FOOD COST INFLATION FILTERS THROUGH TO PRICES 

Year-on-Year

The BRC-Nielsen Shop Price Index (SPI) for September shows that prices were 0.4% higher than at the same time a year ago, the same year-on-year rise seen in August.

After slowing in the previous four months, food inflation increased in September, rising to 2.7% compared with 2.1% in August. This increase comes as food cost inflation, which has been building over the past few months, has begun to filter through to both fresh and ambient food prices. Food continues to be the sole cause of inflationary pressure from the high street.

Within non-food, there is no sign of any let-up in price deflation, with prices recording a year-on-year decline in every month so far this year. In September, non-food prices were 0.7% lower than at the same time a year ago, a larger rate of deflation than the 0.4% in August.

Month-on-Month                  

After showing no change between July and August, shop prices increased by a marginal 0.2% between August and September. This was caused solely by food prices, which rose by 0.6%, the largest month-on-month increase since December 2006. Non-food prices fell slightly by 0.1% between August and September, as promotional activity and general deflation continued.

Although certain food commodities have risen sharply in price year-on-year, food retail price inflation remains relatively low. There is still deflation in non-food prices, which looks set to continue in the long term. Inflationary pressure from retail is low and is no doubt making a big contribution to achieving the Bank’s 2% target for CPI.

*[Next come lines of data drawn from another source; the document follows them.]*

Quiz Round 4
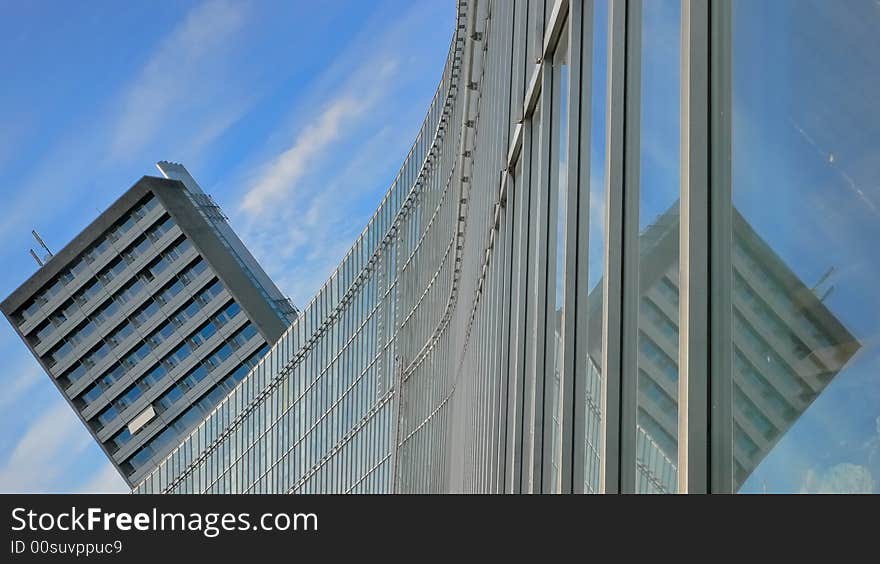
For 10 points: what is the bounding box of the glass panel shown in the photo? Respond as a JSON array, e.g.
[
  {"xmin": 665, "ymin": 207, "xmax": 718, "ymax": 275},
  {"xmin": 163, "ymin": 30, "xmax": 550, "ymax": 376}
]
[
  {"xmin": 581, "ymin": 0, "xmax": 608, "ymax": 493},
  {"xmin": 626, "ymin": 0, "xmax": 681, "ymax": 493},
  {"xmin": 731, "ymin": 0, "xmax": 880, "ymax": 492},
  {"xmin": 545, "ymin": 27, "xmax": 569, "ymax": 492}
]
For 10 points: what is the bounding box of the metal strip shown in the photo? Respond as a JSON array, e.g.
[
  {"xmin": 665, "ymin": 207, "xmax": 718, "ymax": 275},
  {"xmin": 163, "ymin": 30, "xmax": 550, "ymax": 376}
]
[
  {"xmin": 562, "ymin": 0, "xmax": 593, "ymax": 493},
  {"xmin": 678, "ymin": 0, "xmax": 709, "ymax": 493},
  {"xmin": 619, "ymin": 0, "xmax": 642, "ymax": 493},
  {"xmin": 707, "ymin": 2, "xmax": 733, "ymax": 493},
  {"xmin": 599, "ymin": 0, "xmax": 627, "ymax": 493}
]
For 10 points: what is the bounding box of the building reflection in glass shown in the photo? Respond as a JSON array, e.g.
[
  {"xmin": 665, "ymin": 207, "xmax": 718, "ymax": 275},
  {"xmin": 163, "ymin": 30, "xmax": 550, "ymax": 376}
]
[{"xmin": 586, "ymin": 203, "xmax": 861, "ymax": 493}]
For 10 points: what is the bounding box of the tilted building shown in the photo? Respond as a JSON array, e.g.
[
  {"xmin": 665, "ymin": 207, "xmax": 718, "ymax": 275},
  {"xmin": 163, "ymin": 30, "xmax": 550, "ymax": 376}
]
[{"xmin": 0, "ymin": 162, "xmax": 296, "ymax": 484}]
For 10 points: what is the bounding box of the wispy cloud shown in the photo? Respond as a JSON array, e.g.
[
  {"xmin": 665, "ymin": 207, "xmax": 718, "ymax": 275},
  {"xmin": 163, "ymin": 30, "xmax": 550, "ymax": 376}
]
[
  {"xmin": 110, "ymin": 0, "xmax": 246, "ymax": 158},
  {"xmin": 0, "ymin": 399, "xmax": 90, "ymax": 493},
  {"xmin": 241, "ymin": 60, "xmax": 397, "ymax": 215},
  {"xmin": 232, "ymin": 3, "xmax": 448, "ymax": 305}
]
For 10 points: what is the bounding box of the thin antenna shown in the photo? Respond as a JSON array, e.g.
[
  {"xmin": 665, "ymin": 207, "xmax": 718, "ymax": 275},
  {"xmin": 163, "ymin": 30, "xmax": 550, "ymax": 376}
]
[
  {"xmin": 28, "ymin": 249, "xmax": 43, "ymax": 268},
  {"xmin": 31, "ymin": 229, "xmax": 55, "ymax": 259}
]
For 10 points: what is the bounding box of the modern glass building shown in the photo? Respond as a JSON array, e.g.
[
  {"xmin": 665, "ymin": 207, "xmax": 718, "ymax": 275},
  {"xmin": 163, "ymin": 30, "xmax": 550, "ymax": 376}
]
[
  {"xmin": 0, "ymin": 162, "xmax": 296, "ymax": 484},
  {"xmin": 122, "ymin": 0, "xmax": 880, "ymax": 493}
]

Kevin Hawkins, Director General, BRC comments:

"Overall shop price inflation is being kept low yet again by intense price competition and promotional activity within non-food. However, this is being outweighed by food, where cost inflation is starting to work through to retail prices, especially in fresh produce. A large proportion of these cost pressures are being absorbed by retailers, helping to keep prices down.

"However, we have yet to see the full effects of high interest rates on consumer spending and a rate cut now by the Bank of England would provide some much needed relief to consumers and retailers alike."

Mike Watkins, Senior Manager, Retailer Services, Nielsen comments:

"Whilst there is some underlying cost price inflation building in food, retailers have increased promotional activity over last 6 months as sales have slowed or have been unpredictable and this has helped to keep many prices lower. In fact the UK has the highest level of promotional activity in food retailing of any country in Europe and this is unlikely to change in the foreseeable future.”